Quote Originally Posted by Avoidy View Post
This guy's not entirely wrong, which is the saddest part. Several years ago back in heavensward, I had friends telling me to quit tera and come play XIV with them. I didn't, because I was hooked on that kMMO crackpipe, but eventually they all quit before stormblood came out, citing the content dripfeed model as their reason. They hated getting a small amount of content every 3 months. Now the shoe's on the other foot, and I'm playing XIV while they're playing other games, and none of them will return to XIV because in their mind the game's had slow content rollouts since at least hw. Hell, the famous "please quit my game" quote from Yoshi P was from years ago. It's not like Endwalker invented the dripfeed model. It just feels worse this time because they extended the waiting period from 3 months to 4. Maybe in 7.0, we'll have to wait 6 months for 6 hours of content.

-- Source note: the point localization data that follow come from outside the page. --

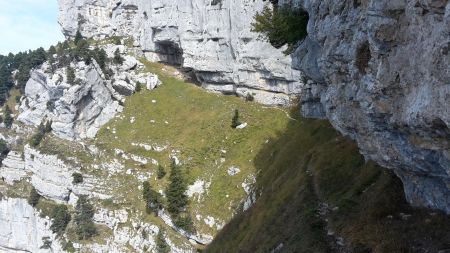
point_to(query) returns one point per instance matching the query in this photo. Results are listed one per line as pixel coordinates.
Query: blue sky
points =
(28, 24)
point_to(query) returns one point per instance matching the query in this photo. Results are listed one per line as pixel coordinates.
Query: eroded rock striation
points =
(23, 230)
(379, 71)
(211, 38)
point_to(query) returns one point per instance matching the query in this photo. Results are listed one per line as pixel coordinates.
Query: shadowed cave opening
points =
(170, 53)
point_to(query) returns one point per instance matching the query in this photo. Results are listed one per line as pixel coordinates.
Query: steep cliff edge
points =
(380, 73)
(212, 38)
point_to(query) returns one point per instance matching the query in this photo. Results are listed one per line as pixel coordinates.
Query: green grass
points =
(199, 126)
(308, 164)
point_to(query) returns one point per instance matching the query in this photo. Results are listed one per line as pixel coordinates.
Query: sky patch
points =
(28, 24)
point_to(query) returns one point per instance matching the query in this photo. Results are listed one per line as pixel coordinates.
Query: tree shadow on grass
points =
(314, 188)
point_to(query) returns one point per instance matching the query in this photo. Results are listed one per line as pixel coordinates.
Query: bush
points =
(78, 37)
(152, 198)
(116, 40)
(185, 222)
(282, 25)
(161, 244)
(118, 59)
(249, 97)
(60, 219)
(46, 243)
(161, 172)
(84, 213)
(4, 149)
(7, 117)
(70, 75)
(77, 178)
(40, 133)
(235, 120)
(34, 197)
(138, 87)
(175, 192)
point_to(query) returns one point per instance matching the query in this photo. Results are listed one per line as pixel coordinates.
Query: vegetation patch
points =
(316, 187)
(282, 25)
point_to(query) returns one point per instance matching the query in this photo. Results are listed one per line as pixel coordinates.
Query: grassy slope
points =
(309, 164)
(198, 125)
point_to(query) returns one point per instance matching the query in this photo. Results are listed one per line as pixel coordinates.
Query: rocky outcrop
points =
(212, 38)
(51, 176)
(23, 230)
(379, 71)
(76, 111)
(79, 110)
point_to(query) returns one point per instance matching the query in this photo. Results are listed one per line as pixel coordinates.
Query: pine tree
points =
(34, 197)
(152, 198)
(84, 213)
(60, 219)
(51, 51)
(78, 37)
(161, 172)
(7, 117)
(161, 243)
(282, 25)
(235, 120)
(175, 192)
(118, 59)
(70, 74)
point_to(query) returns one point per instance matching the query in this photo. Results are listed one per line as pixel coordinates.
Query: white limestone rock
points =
(379, 70)
(76, 111)
(22, 229)
(215, 41)
(13, 168)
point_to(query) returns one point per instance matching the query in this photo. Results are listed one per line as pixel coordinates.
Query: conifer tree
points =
(235, 120)
(175, 192)
(78, 37)
(7, 117)
(161, 172)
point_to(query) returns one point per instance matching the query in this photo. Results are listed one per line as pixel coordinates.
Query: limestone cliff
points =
(379, 71)
(23, 230)
(211, 38)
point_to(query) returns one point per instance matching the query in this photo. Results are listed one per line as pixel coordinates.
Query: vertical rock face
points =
(76, 111)
(212, 38)
(22, 229)
(380, 73)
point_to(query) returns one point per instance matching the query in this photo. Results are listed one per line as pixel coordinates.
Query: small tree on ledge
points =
(235, 121)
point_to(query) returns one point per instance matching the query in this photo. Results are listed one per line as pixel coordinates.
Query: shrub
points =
(34, 197)
(161, 244)
(138, 87)
(60, 219)
(249, 97)
(46, 243)
(235, 120)
(161, 172)
(282, 25)
(4, 149)
(185, 222)
(152, 198)
(7, 117)
(118, 59)
(78, 37)
(117, 40)
(40, 133)
(50, 105)
(70, 75)
(77, 178)
(175, 192)
(84, 212)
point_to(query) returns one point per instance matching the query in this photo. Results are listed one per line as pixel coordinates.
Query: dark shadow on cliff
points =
(317, 194)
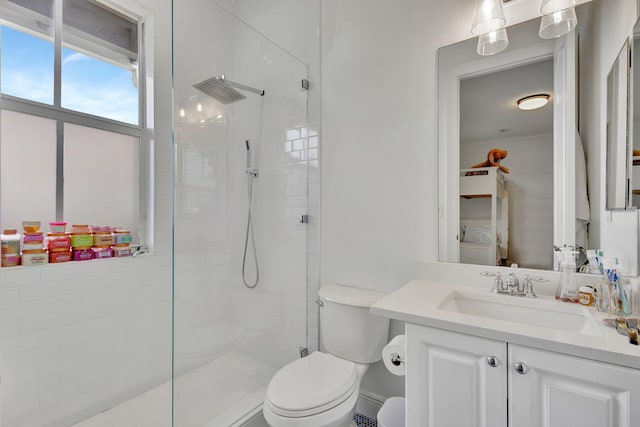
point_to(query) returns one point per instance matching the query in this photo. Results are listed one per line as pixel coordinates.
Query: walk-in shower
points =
(229, 340)
(223, 90)
(252, 174)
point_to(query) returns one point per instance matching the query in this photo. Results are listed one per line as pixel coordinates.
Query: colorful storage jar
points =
(121, 251)
(60, 255)
(30, 246)
(58, 227)
(35, 257)
(31, 226)
(81, 241)
(80, 229)
(122, 237)
(102, 237)
(10, 260)
(58, 241)
(99, 253)
(82, 254)
(10, 242)
(36, 237)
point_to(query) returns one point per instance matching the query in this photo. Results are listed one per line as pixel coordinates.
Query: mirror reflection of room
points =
(509, 219)
(635, 102)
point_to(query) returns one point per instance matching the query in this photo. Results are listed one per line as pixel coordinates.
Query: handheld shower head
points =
(248, 154)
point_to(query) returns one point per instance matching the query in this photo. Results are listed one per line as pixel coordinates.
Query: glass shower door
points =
(240, 190)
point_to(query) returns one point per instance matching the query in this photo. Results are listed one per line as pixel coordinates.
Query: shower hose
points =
(251, 177)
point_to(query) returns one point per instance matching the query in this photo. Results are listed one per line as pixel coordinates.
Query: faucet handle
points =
(498, 284)
(528, 285)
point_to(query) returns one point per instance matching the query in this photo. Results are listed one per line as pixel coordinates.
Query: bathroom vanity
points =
(479, 359)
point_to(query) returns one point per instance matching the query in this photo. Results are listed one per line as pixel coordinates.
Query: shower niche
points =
(241, 171)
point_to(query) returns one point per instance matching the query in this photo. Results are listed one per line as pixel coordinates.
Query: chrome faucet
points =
(499, 286)
(513, 286)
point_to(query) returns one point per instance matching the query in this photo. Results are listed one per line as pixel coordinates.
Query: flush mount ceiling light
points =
(558, 19)
(533, 102)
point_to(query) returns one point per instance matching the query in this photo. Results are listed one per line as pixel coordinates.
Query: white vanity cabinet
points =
(454, 379)
(461, 380)
(551, 389)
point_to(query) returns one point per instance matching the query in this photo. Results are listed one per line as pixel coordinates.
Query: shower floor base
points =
(217, 394)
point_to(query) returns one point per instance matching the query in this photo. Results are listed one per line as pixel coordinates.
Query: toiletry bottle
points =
(568, 286)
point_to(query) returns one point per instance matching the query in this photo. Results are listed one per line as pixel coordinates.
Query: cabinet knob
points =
(493, 361)
(521, 368)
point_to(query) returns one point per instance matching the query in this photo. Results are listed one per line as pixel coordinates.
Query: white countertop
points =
(418, 302)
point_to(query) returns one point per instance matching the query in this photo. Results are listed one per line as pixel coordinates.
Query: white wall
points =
(379, 140)
(77, 338)
(609, 24)
(530, 187)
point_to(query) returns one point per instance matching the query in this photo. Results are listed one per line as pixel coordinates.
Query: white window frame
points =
(143, 131)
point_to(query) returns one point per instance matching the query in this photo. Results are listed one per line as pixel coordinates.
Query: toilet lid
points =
(312, 382)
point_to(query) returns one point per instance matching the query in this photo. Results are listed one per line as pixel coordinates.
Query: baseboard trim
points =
(369, 404)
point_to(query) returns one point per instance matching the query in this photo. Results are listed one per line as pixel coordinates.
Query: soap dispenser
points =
(567, 290)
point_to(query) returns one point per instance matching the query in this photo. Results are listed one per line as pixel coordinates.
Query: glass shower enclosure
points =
(240, 194)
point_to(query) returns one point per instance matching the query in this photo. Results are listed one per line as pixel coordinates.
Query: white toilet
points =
(321, 389)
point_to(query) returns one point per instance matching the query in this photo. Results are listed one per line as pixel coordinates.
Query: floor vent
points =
(364, 421)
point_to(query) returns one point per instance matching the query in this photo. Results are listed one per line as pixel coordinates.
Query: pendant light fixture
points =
(492, 42)
(559, 18)
(488, 16)
(489, 24)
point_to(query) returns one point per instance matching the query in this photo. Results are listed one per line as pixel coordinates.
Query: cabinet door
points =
(554, 390)
(450, 381)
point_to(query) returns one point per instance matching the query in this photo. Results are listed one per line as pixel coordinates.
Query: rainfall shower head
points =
(223, 90)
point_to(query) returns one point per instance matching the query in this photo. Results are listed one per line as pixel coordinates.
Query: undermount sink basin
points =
(529, 311)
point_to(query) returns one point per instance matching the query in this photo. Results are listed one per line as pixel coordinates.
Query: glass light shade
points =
(558, 23)
(493, 42)
(533, 102)
(489, 16)
(550, 6)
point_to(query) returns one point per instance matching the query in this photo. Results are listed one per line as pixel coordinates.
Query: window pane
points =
(27, 66)
(96, 87)
(101, 177)
(99, 61)
(28, 169)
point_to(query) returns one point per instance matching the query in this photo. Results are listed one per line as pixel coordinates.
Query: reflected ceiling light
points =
(493, 42)
(558, 23)
(488, 17)
(533, 102)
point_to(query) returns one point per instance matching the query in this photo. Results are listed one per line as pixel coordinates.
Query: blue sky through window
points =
(89, 85)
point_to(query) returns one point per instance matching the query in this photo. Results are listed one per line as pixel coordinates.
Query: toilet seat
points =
(311, 385)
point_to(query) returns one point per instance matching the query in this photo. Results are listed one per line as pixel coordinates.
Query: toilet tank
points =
(347, 327)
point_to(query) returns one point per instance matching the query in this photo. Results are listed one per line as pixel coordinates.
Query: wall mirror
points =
(635, 116)
(519, 217)
(618, 176)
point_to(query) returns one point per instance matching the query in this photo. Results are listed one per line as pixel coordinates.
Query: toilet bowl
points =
(321, 390)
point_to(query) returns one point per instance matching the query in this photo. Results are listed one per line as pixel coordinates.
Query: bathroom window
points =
(74, 143)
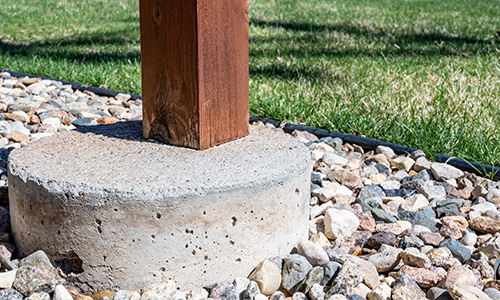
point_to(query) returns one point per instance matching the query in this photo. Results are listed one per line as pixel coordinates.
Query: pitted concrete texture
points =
(118, 211)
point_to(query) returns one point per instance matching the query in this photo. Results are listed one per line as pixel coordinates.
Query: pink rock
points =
(425, 278)
(431, 238)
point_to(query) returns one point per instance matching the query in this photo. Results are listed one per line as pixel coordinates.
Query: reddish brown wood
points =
(194, 71)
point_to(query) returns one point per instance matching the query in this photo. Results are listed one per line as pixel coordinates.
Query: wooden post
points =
(194, 71)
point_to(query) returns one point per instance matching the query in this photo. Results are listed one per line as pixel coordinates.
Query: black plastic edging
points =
(75, 86)
(366, 143)
(371, 144)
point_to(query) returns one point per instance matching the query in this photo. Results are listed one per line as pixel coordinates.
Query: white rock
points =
(52, 121)
(421, 164)
(465, 292)
(260, 297)
(323, 194)
(493, 196)
(491, 247)
(390, 185)
(340, 223)
(446, 171)
(316, 155)
(370, 277)
(386, 259)
(268, 277)
(386, 151)
(343, 191)
(61, 293)
(315, 254)
(7, 279)
(381, 292)
(403, 163)
(241, 284)
(332, 159)
(483, 207)
(417, 201)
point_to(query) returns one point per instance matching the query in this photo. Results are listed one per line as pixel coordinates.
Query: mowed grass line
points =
(424, 74)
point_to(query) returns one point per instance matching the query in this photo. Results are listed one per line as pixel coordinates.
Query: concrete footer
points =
(116, 211)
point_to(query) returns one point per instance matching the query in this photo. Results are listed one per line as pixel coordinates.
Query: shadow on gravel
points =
(128, 130)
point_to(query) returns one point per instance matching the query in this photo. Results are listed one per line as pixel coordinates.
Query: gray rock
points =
(418, 218)
(494, 294)
(433, 192)
(435, 293)
(458, 250)
(224, 291)
(33, 278)
(381, 215)
(386, 260)
(316, 292)
(126, 295)
(382, 169)
(331, 270)
(295, 270)
(369, 203)
(445, 171)
(38, 257)
(370, 191)
(410, 240)
(250, 291)
(10, 294)
(348, 278)
(493, 196)
(316, 255)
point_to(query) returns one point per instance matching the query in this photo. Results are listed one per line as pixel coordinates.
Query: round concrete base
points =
(118, 211)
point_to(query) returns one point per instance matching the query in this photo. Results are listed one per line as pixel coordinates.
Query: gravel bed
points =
(382, 226)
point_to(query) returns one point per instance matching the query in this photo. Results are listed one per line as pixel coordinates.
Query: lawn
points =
(424, 74)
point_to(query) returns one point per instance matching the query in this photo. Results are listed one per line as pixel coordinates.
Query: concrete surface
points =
(118, 211)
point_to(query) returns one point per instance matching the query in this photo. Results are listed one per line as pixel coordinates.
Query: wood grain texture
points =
(194, 71)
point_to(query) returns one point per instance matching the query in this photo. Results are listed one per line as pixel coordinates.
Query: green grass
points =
(420, 73)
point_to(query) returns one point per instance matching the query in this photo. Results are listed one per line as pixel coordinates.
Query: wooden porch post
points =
(194, 71)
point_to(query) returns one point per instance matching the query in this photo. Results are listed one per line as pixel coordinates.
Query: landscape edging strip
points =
(366, 143)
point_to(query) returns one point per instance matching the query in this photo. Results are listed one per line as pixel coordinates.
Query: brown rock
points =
(348, 179)
(14, 117)
(394, 228)
(34, 119)
(458, 275)
(67, 119)
(495, 284)
(459, 220)
(441, 257)
(425, 278)
(451, 230)
(431, 238)
(29, 81)
(418, 260)
(366, 223)
(358, 149)
(73, 292)
(485, 225)
(101, 295)
(19, 137)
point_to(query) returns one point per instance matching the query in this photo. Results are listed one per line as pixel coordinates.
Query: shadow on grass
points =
(315, 41)
(89, 47)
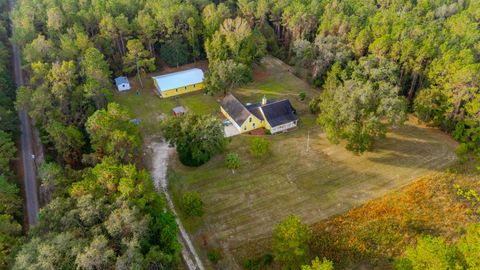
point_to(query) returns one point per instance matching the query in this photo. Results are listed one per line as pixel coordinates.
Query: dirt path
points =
(161, 152)
(26, 146)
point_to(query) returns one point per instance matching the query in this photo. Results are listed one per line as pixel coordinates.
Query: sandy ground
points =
(160, 152)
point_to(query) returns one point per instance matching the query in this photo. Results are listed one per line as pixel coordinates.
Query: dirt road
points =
(28, 162)
(160, 154)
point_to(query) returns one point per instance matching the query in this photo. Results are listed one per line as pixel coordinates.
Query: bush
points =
(314, 105)
(290, 242)
(258, 263)
(232, 161)
(214, 255)
(192, 204)
(302, 96)
(259, 147)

That said, just saying "it's always been bad" doesn't excuse the fact that it's bad or preclude us from demanding better. But yeah, no, that precedent's been set for a while. And it's pathetic really, when you consider that there are free to play games with content or events to do every month. And it's particularly egregious when you compare expansions that gave us deep dungeons and exploratory zones while also rolling out the usual dungeon/alliance/8man/relicgrind setup all on a 3 month schedule (stormblood) to today's situation where the content we've gotten instead of exploratory zones (islands, variants) was kinda lacking in longterm replayability and it's left a lot of people bored or quitting until 6.4. In the end it won't matter though. 7.0 will see a resurgence in players; we probably won't even be able to log in when 7.0 launches, because all the tourists will be returning in droves. And that's the only metric anyone in charge will care about. When the number drops by literally 30% after a month, no one will even notice or care except the people whose friends lists have evaporated seemingly overnight, but to hell with those people. We already got their money.
There are also F2P games which don't produce content with anything like that sort of frequency. I came from one which managed to put out all of one new episode (worth about 45 minutes of play time) every five or so months. The remainder of the time they run wall-to-wall recycled 'events' with a FOMO carrot on a stick reward to pad their login metrics. And they put the items their players want most in gambleboxes or £250 bundles, which contain a stack of additional fluff to justify inflating the price.

Focusing most of their resources on cash shop items is exactly why they produce so little playable content.